Dendritic cells have been proposed as the origin of Reed-Sternberg cells based on their similarities of immunological phenotype and function as antigen-presenting cells.1,3,19 From more than 50,000 sequences determined from a dendritic cell cDNA library, 25,823 had known GenBank assignments accounting for 5,516 distinct GenBank accessions and 4,399 distinct genes (deposited at the website table entitled “Hodgkin’s cells vs. dendritic cells”). The Hodgkin’s/Reed-Sternberg single cell and cell line sequence dataset (omitting the whole Hodgkin’s lymph node due to its many cell types) was notable for its differences when compared with dendritic cells. In contrast to the many encounters of Ig genes in the Hodgkin’s cells, Ig messages were absent in dendritic cells. For example, dendritic cells, but not Reed-Sternberg cells or cell lines, expressed the macrophage-dendritic cell lineage genes Mac1 (CD11b)20 and CD68.21 Hodgkin’s cells and cell lines expressed MDC, a gene enriched in dendritic cells, but not another CC chemokine, monocyte chemoattractant protein-4 precursor (MCP-4).22 Two conclusions can be drawn: (1) the single Reed-Sternberg cells are not dendritic in origin and (2) the single cells obtained by micromanipulation were not mistakenly macrophages.

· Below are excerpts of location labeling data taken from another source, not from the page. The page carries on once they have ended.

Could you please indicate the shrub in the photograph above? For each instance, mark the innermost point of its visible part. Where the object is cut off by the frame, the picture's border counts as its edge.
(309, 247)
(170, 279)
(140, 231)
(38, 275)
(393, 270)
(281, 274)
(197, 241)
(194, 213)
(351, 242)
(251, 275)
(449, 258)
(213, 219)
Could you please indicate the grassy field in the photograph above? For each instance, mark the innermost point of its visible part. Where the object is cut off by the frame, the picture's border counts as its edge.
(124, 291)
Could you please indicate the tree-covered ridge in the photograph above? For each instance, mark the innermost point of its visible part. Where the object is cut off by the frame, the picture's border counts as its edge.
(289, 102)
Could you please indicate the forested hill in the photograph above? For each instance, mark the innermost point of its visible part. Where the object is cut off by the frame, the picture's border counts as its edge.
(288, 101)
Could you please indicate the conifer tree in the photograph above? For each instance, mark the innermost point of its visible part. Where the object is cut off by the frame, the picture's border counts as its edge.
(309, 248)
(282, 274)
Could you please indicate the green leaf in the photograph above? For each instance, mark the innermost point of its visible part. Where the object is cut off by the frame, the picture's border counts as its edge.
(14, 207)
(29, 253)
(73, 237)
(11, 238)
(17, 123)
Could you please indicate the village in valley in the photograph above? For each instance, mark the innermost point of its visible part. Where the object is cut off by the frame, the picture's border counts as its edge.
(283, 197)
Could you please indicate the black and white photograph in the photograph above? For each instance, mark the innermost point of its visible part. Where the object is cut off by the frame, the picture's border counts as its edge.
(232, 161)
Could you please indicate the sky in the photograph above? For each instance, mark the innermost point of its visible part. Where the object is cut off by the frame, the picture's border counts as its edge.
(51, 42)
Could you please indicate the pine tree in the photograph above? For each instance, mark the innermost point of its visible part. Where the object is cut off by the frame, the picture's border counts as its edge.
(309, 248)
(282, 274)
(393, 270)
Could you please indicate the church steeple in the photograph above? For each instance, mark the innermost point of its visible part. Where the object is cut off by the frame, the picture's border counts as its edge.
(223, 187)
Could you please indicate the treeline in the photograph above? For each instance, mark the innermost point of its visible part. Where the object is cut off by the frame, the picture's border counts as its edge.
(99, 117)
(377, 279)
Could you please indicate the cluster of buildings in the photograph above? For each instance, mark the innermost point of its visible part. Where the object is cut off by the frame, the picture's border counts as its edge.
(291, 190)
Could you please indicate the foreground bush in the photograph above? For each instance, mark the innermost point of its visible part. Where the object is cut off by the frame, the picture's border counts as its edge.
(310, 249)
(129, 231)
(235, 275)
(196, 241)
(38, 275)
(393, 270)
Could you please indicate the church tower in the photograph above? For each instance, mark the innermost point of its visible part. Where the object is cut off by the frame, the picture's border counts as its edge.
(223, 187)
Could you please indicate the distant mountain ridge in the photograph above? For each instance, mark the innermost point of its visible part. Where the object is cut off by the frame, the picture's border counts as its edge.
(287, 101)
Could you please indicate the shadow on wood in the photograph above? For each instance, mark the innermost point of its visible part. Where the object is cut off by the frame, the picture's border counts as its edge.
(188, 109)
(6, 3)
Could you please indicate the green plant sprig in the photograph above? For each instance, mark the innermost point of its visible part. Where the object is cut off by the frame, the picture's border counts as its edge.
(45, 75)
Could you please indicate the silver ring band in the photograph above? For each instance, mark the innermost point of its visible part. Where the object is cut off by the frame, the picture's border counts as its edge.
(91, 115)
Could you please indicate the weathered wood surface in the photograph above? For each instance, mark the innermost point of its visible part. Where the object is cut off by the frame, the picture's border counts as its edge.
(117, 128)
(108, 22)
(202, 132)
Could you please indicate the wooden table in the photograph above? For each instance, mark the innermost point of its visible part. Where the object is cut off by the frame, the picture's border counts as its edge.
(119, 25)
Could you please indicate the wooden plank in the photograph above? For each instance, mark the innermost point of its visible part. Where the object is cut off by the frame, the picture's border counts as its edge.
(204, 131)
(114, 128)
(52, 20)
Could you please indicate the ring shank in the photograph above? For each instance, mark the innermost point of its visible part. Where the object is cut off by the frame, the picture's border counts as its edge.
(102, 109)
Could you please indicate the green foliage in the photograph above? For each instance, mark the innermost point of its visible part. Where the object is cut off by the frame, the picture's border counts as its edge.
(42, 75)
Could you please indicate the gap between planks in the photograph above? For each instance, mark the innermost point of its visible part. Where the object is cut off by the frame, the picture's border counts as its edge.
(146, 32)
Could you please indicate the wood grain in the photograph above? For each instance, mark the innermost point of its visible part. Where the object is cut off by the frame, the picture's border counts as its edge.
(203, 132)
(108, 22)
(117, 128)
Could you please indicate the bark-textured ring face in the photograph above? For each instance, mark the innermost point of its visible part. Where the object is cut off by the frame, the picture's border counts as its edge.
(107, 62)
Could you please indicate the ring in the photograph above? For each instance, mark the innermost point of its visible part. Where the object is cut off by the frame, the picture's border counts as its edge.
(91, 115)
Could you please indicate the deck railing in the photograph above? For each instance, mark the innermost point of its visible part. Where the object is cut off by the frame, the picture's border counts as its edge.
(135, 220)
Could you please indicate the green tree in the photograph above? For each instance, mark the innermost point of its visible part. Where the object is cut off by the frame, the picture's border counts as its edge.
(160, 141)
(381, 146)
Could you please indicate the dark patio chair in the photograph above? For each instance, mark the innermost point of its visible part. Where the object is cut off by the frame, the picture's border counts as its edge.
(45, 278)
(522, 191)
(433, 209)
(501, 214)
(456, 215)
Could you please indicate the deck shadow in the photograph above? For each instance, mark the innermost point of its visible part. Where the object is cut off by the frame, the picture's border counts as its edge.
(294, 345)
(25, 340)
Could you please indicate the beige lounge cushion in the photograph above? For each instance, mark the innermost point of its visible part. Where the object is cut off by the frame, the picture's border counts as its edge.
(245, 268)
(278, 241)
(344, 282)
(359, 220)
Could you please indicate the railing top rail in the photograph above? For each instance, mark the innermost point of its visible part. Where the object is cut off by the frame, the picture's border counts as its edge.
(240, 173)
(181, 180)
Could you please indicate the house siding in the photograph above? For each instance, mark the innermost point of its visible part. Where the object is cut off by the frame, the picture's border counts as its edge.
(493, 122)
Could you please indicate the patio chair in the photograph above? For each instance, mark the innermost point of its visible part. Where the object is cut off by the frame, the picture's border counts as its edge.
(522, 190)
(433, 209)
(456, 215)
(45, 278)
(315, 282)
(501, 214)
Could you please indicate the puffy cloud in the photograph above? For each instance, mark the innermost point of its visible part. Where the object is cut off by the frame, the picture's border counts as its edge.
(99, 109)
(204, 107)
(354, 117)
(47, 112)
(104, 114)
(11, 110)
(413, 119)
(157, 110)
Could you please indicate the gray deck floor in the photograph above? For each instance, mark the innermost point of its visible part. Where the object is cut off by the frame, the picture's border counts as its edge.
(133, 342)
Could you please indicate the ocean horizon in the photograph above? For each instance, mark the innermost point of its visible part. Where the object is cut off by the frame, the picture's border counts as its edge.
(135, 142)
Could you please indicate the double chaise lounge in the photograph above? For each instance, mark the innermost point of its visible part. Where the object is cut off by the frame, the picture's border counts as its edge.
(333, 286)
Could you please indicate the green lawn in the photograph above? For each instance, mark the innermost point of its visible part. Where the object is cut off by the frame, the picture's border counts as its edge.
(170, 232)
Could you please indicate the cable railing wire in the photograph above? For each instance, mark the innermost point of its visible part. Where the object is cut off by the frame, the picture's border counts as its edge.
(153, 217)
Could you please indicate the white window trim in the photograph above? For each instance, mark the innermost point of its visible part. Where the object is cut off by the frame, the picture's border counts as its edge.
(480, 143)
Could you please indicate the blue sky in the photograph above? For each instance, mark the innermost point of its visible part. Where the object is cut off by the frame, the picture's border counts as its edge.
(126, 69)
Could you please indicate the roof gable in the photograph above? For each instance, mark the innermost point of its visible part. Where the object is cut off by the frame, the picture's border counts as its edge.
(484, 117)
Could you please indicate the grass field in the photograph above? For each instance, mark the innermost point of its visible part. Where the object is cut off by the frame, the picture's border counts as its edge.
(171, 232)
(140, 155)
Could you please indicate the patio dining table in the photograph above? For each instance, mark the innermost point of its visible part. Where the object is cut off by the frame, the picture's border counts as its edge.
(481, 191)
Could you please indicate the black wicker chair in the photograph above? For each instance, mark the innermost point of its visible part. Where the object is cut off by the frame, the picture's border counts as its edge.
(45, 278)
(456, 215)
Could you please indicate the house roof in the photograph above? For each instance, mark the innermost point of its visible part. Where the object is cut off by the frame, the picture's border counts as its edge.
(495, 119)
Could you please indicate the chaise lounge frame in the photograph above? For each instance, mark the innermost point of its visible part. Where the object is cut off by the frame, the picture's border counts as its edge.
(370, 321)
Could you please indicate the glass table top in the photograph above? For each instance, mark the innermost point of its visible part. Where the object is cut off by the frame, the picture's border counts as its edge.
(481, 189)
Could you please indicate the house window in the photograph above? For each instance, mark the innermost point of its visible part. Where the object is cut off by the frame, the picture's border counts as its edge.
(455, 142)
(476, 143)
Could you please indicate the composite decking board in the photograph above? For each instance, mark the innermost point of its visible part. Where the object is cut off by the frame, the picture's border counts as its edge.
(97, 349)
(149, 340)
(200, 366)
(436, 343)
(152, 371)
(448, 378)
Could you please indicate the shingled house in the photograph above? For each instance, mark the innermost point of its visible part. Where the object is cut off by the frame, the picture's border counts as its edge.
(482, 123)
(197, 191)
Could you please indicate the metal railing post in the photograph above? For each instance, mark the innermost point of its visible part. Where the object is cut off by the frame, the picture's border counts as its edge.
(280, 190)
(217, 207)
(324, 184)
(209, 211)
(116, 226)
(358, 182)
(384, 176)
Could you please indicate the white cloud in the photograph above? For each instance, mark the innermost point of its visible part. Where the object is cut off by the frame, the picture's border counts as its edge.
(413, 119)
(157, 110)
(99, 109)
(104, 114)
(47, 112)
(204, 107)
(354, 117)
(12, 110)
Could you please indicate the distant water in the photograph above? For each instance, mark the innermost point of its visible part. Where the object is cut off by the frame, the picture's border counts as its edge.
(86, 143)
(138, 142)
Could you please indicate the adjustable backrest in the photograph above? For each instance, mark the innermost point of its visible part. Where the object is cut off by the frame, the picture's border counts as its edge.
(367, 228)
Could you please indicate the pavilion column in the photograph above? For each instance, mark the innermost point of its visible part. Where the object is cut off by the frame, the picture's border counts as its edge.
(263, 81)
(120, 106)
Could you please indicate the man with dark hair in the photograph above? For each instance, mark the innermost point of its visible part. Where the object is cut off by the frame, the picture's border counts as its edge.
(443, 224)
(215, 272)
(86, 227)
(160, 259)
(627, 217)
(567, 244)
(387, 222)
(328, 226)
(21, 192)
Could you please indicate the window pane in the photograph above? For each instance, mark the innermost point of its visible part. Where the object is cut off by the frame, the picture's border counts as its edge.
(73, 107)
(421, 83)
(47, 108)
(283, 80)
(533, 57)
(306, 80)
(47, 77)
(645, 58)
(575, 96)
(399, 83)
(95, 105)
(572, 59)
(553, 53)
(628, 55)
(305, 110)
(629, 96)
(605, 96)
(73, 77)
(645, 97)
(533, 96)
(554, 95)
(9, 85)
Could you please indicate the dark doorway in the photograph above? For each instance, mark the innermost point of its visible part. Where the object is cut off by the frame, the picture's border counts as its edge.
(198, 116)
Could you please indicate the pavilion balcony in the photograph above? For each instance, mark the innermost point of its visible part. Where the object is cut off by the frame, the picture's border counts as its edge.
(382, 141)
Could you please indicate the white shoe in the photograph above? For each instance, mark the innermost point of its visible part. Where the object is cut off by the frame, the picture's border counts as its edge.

The search for genomic mutation and modulated gene expression accounting for the malignant state has been a painstaking process involving genetic linkage analysis, loss of heterozygosity and screening with specific probes for expression of known genes at the mRNA and protein levels. Recent advances in the capacity to address cancer cell-associated gene expression, using representational difference analysis (RDA),23 serial analysis of gene expression (SAGE),24 and EST sequencing,25 have begun to improve the efficiency of screening differential gene expression between cancer and normal cells. Still, each technique faces the same natural obstacle to the study of primary tissue; namely, cellular populations in cancer are not homogeneous. As a consequence, RNA extracted from tumor tissue is derived from cell types in addition to neoplastic cells, such as stromal, endothelial, and inflammatory cells. Although the amount of mRNA in a single cell is insufficient for either conventional poly-A mRNA purification or SAGE analysis,24 it is adequate for high throughput automated sequencing and database analysis, as shown here. The ability to explore genes at the level of a single, defined cell has broad potential for complex processes such as the nervous system, the developing organism, and pathological conditions. However, gene expression analysis of single cells is not stochastic and may be biased in its amplification of some mRNAs.26 Conversely, lack of detection of expected messages may be a consequence of mRNA copy number, stability of mRNA, lack of poly-A tails, or specificity of the sequence itself. The statistical power of single cell gene expression technology should be enhanced by the efficiency of in situ cell collection techniques, such as laser capture microdissection, once its resolution has consistently reached the single cell.27 A frequently represented message provides insight into differential gene expression in vivo. For example, the high frequency of Ig messages and restriction to a single light chain type suggests a (clonal) B cell and corroborates independent evidence of clonal Ig gene rearrangements in the genomic DNA of single Reed-Sternberg cells.4 

With increasingly high throughput technologies, such as capillary-based sequencing28 and gene expression microarrays,29large numbers of sequences should be accessible from small, carefully selected cells. Defined computer search logic for comparison of gene expression to other cell types and placement of short sequences into known fuller-length cDNAs creates a platform for the targeted study of regulated genes in a pathological cell. The present investigation demonstrates a model in which a rare cell, obscured by heterogenous tissue, can be unveiled by gene sequencing and statistical analysis to disclose disease–associated genes.

The cell lines, L428 and KMH2, were generously provided by Drs Volker Diehl and Hiroshi Kamesaki, respectively. The authors gratefully acknowledge the technical contribution of Maria Fergusson and the helpful advice of Drs Reinhard Ebner and Steven Ruben and are particularly indebted to the staff of the HGS sequencing facility.